I like the 8-88 rule: Make the Trail safe for someone who is age 8 and someone who is 88; someone who is visually impaired and someone who uses a wheelchair; not just the agile young adult.

The majority of those who spoke at the July 29 meeting advocated for the conditions they felt advanced safety and access. Many called for separate pathways for cyclists and pedestrians, slower vehicular speed and well-designed crosswalks. They argued that the county’s standardized shared-use path that combines cyclists and e-bikes with wheelchairs and dog-walkers is downright dangerous.

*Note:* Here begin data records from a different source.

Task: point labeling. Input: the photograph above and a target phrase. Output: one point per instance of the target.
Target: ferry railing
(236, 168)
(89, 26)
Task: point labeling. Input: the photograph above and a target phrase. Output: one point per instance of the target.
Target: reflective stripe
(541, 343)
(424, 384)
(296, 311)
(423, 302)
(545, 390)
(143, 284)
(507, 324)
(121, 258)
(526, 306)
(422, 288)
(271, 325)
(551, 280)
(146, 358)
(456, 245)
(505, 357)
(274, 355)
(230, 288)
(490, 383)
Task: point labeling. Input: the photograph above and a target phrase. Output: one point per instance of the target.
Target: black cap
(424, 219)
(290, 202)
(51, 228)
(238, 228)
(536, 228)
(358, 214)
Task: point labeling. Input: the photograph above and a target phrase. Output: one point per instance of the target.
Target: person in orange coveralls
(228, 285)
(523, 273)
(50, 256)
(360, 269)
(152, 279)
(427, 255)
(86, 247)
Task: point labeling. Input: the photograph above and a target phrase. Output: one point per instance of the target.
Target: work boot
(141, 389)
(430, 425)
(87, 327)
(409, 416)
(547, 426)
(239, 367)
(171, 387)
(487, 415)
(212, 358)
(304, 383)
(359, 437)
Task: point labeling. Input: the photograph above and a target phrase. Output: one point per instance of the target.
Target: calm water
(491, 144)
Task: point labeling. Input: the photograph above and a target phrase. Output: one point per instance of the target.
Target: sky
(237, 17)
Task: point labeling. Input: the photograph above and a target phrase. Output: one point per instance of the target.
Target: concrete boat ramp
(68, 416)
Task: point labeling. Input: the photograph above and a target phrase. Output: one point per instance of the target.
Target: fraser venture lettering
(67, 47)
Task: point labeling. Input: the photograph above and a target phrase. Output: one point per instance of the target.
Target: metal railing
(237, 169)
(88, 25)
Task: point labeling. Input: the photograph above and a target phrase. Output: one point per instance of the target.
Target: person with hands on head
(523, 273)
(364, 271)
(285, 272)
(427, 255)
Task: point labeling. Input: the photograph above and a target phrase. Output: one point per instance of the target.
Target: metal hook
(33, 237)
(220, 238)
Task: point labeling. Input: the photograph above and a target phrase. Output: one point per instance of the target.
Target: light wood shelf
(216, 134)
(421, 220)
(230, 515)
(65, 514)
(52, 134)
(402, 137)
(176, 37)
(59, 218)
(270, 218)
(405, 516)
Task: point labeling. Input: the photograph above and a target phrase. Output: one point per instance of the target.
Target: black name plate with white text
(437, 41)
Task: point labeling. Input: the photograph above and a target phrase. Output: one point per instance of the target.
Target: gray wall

County planners argue that if they make any changes in the current plan, it will slow traffic and could impede buses and trolleys. The Friends of the Commodore Trail say that’s not necessarily so, and they have hired an urban design firm and traffic engineers who have proved it. But convincing the county to change roadway plans is no easier than getting a battleship to make a U-turn.

We refuse to accept that South Bayshore can’t be made safer. With other concerned citizens who care about Miami’s future livability, Friends of the Commodore Trail is building a movement for safer streets.

“Complete Streets” that are safe for all users, not just motorists, are a reality in many other cities and even some parts of Miami. Vision Zero, a county program to reduce roadway deaths and injuries, is an important component of Mayor Levine Cava’s administration.

The time has come to change course. Maintaining South Bayshore Drive as an alternative to U.S. 1 is a bad idea. South Bayshore Drive is a neighborhood road with homes, apartments, multiple parks and schools. The impatience of honking drivers should not push a design that fails to see the corridor through the lens of nature, neighbors, history and health.

What’s needed now is political pressure and public will to rebuild South Bayshore Drive in a way that will benefit all its users, not just motorists. Miami deserves safe streets.